What do you know by storage and compute node?

Storage node: Storage Node is the machine or computer where your file system resides to store the processing data.

Compute Node: Compute Node is a machine or computer where your actual business logic will be executed.

In Hadoop, storage and compute nodes play distinct roles in a distributed computing environment.

  1. Storage Node:
    • A storage node in Hadoop is responsible for storing and managing data. It typically consists of a cluster of machines that provide storage capacity for large amounts of data.
    • In the Hadoop Distributed File System (HDFS), which is the primary storage system in Hadoop, storage nodes store data in a distributed and fault-tolerant manner.

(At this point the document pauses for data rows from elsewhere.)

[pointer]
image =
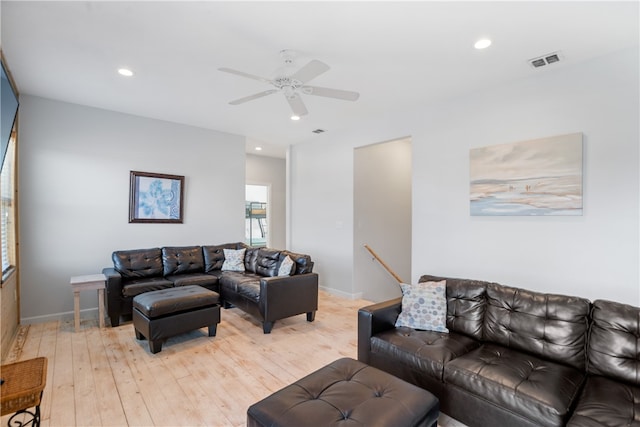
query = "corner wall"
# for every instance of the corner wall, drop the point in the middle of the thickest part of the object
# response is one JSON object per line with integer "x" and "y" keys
{"x": 594, "y": 256}
{"x": 74, "y": 194}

Each file is divided into blocks, and these blocks are replicated across multiple storage nodes to ensure data durability and availability.
    • Storage nodes are primarily concerned with data storage and retrieval and are not heavily involved in the computation tasks.
  2. Compute Node:
    • A compute node, on the other hand, is responsible for executing computation tasks or processing data. These nodes are where the actual data processing and analysis take place.
    • In a Hadoop cluster, compute nodes run various tasks, such as MapReduce jobs or other distributed computing frameworks, to analyze and process the data stored on the storage nodes.
    • Compute nodes are equipped with processing power and memory to perform computations on the distributed data.

In summary, while storage nodes focus on storing and managing data in a distributed and fault-tolerant manner, compute nodes handle the processing and analysis of the stored data. This separation of storage and compute allows for scalability, fault tolerance, and efficient data processing in large-scale distributed computing environments like Hadoop.